On est dans le cadre d’une pénurie d’enseignants avec 480 postes supprimés dans le 2d degré en 2023. Donc on ne va pas applaudir quand elle n’annonce pas de postes supplémentaires. On a besoin pour les lycées professionnels d’un véritable plan de pré recrutement qui redonne de l’attractivité au métier car les professeurs de lycée professionnel (PLP) cumulent les difficultés notamment à cause de l’organisation pédagogique desLP. En ce qui concerne les nouveaux moyens, on attend des confirmations officielles. La gratification annoncée pour les élèves est pleinement justifiée par le coût du lycée professionnel pour les familles.
Trouvez vous des points inquiétants dans les annonces de C Grandjean ?
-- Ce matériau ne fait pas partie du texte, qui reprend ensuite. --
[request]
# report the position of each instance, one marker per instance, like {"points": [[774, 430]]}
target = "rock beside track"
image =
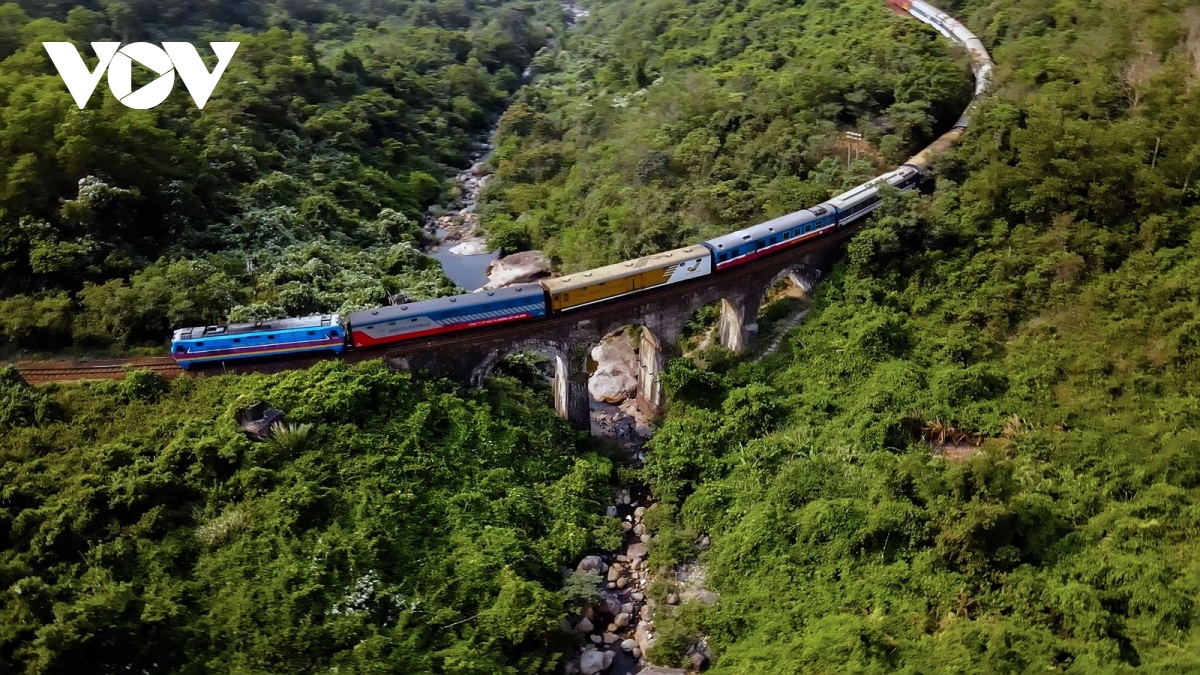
{"points": [[517, 268]]}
Oui. D’abord la lubie de vouloir renforcer le monde économique dans les LP. Cela participe d’une idéologie qui discrédite le travail des enseignants. La ministre ne regarde pas de quoi ont besoin les PLP. On ne voit pas de mesures pour aider à trouver des stages, sécuriser les lieux de stage, éviter les stages bidons, faire face au racisme , au sexisme ou aux stages dangereux. La proposition d’un label délivré aux entreprises par le slycées montre sa méconnaissance de la voie professionnelle.
Mais la mesure qui me heurte le plus c’est la possibilité de s’affranchir de l’année scolaire pour permettre un cursus modulaire avec une évaluation par blocs de compétences. Sur quoi on se base pour vouloirs faire des lycéens pros des lycéens à part qui ne passeraient pas , par exemple, leurs vacances en même temps que les autres ? Pour nous c’est une ligne rouge. Une autre ligne rouge c’est la validation des diplômes par blocs de compétences. Il est hors de question de les scinder en blocs pour que les élèves arrivent sur le marché du travail sans diplôme. Le diplôme est un instrument de négociation avec les employeurs. Il est important pour les élèves d’être diplômé pour leur avenir professionnel et leur salaire.
Il est toujours question de réformer la carte des formations à l’horizon 2024. Est -ce une bonne chose?
Il est trop tard pour les modifier pour la rentrée 2023 puisque cela impacte lesDHG. On alerte sur la volonté d’instrumentaliser les parcours des jeunes pour répondre aux besoins de main d’oeuvre de certains secteurs. C’est aux entreprises de prendre leurs responsabilités et d’offrir des conditions de travail attirantes.
La mixité des parcours reste au programme mais avec un accompagnement administratif. C’est une bonne chose ?
C Grandjean devrait consulter l’étude de la Dares sur l’apprentissage. Elle verrait que, par exemple, en bac pro vente commerce il y a 48% de décrochage en apprentissage. Elle devrait prendre des mesures pour arrêter ce massacre et sécuriser les parcours des apprentis avant de désorganiser les LP. En réalité le lycée professionnel est plus efficace et moins couteux que l’apprentissage. Enfin nous revendiquons la scolarité obligatoire jusqu’à 18 ans. C’est le cas pour les lycéens technologiques et généraux. Pour les familles de milieu populaire c’est l’apprentissage ou le lycée professionnel. La ministre devrait renforcer le CAP où les élèves quittent l’enseignement si jeunes.